Fire Safety22 Jan 2020
We were right to predict a significant review of fire safety law post Grenfell and the Government accepted the findings of the subsequent Hackitt Reforms Report covered in our March update. We were over optimistic regarding the progress that might be made and as yet there is no sign of any changes to legislation any time soon. It remains our view that the events industry still does not have sufficient traction with this issue in terms of shaping any proposed legislation and it is worth restating the potential issues. The events industry now has reasonably good engagement with the HSE so can influence, to a certain extent, the application of new or revised legislation as we did with CDM 2015. The problem is that fire safety is a Home Office issue and the Fire Service and other public bodies will be dominant in shaping new requirements and may not properly consider the needs of the whole of the events industry. Sports stadia, theatres and similar fixed seat spectator/auditoria settings are reasonably well connected via the SGSA and ABBT respectively.

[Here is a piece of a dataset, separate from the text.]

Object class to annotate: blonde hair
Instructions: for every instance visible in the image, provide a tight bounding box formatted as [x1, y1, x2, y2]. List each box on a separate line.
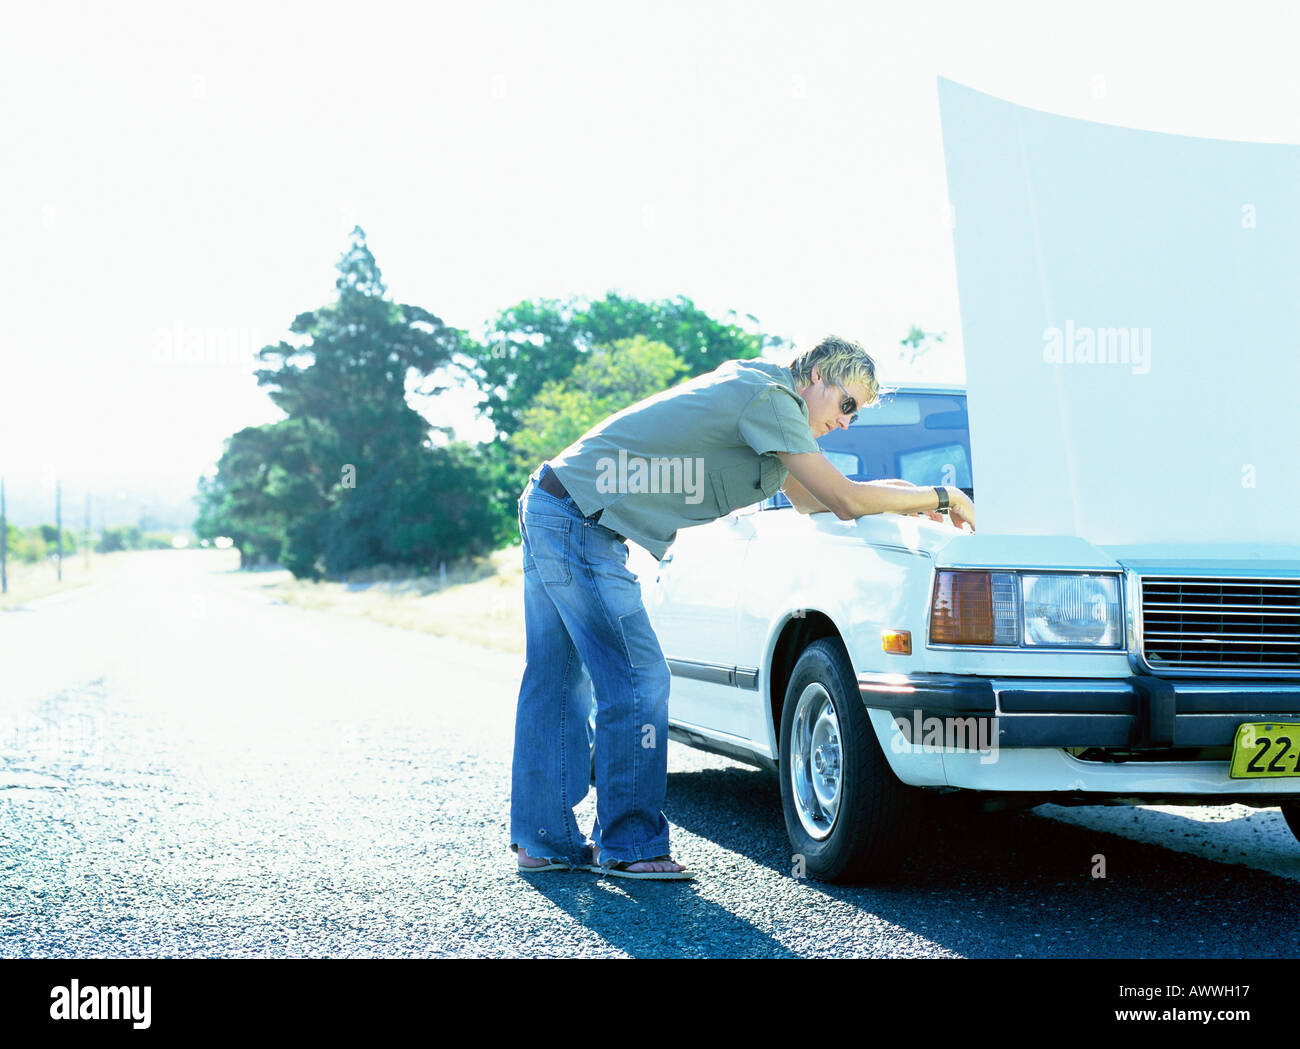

It is foreseeable, however, that the more dynamic high foot fall events such as exhibitions and indoor B2C events may be overlooked and could find themselves having to cope with a more expensive and restrictive fire safety regime. A major potential issue is who, at events, will be the arbiters of what ‘fire safety compliance’ looks like. At present the Regulatory Reform (Fire Safety) Order places that responsibility on the business to conduct a competent fire risk assessment and then implement it. Outside the regulatory regimes applicable at sports grounds there is very little official oversight. This mostly works well but the Grenfell fire has promoted the acceptance of a narrative that more regulatory control is required. This will either mean a local authority inspector required to pass judgement on whether an event is safe to open or the raising of the bar as to what constitutes competence when it comes to the ability to conduct a fire risk assessment. The event industry needs to push for the ability to continue to selfregulate as it more or less currently does.